The digital to analog converter 62 converts the digital control signal into the analog control signal (Dimming) and supplies the analog control signal to the inverter 36. The inverter 36, in response to the bright control signal (Dimming), supplies the drive voltage (or the drive current) corresponding to the brightness control signal (Dimming) to the backlight 38. The backlight 38 produces light with a brightness corresponding to the drive voltage (or the drive current) supplied from the inverter 36 and supplies it to the liquid crystal panel 22. That is, the backlight controller 60 of the present invention controls the light output level of the backlight 38 so that bright colors are displayed more brightly and the dark colors are displayed more darkly, whereby the pictures display increased contrast on the liquid crystal panel 22.

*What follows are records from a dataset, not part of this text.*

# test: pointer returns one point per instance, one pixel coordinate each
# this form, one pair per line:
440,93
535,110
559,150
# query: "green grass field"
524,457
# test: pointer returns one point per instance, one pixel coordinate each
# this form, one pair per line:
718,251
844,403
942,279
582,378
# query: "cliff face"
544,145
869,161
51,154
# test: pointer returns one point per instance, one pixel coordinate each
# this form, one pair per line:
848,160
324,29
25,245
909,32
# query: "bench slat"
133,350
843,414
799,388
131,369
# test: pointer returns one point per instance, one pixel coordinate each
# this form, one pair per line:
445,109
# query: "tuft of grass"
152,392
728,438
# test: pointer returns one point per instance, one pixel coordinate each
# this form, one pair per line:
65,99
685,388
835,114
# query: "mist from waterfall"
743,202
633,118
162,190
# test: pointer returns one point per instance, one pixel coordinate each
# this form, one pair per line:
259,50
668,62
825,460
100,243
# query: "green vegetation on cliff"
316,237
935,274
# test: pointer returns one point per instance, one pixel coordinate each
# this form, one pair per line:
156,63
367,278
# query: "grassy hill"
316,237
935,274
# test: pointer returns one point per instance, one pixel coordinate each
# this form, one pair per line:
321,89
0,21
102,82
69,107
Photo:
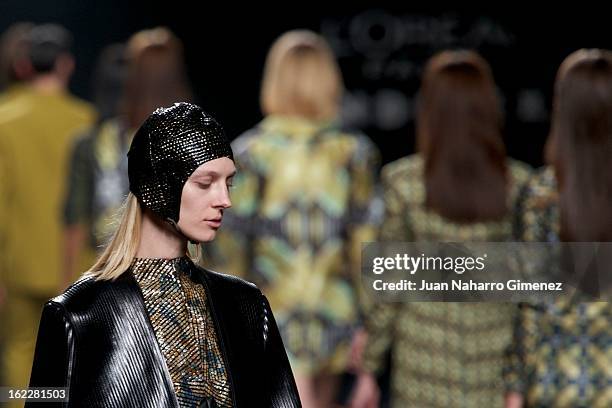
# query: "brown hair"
459,122
301,77
580,145
156,74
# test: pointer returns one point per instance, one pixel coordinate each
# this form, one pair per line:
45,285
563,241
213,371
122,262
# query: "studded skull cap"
169,146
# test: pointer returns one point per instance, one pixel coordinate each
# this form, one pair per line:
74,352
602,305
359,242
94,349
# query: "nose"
223,199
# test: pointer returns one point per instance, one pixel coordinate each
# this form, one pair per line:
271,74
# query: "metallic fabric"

The controller 68 of the present invention receives the input vertical/horizontal synchronization signals Vsync1 and Hsync1, the input clock signal DCLK1, and the input data enable signal DE1 provided from the system 40. And the controller 68 generates the output vertical/horizontal synchronization signals Vsync2 and Hsync2, the output clock signal DCLK2, and the output data enable signal DE2 in order to be synchronized with the output data Ro, Go, and Bo, and the controller 68 supplies them to the timing controller 30.

The liquid crystal display apparatus according to the present invention increases the contrast of the image by using the brightness component Y of the data to thereby display more dynamic and more vivid pictures. However, the liquid crystal display apparatus according to an embodiment of the present invention as described above has a limitation in that a loss of color arises during the modulation of the data. The present invention generates the brightness component Y and the color-difference components U and V by using the input data Ri, Gi, and Bi and generates the output data Ro, Go, and Bo by using the modulated brightness component YM and the color-difference components UD and VD. During the processing of the inut data, Ri, Gi, and Bi into the output data Ro, Go, and Bo, the colors are changed. Additionally, more components are necessary to convert the input data Ri, Gi, and Bi into the brightness/contrast components Y, V, and U and then into the output data Ro, Go, and Bo thereby increasing the manufacturing cost and complexity.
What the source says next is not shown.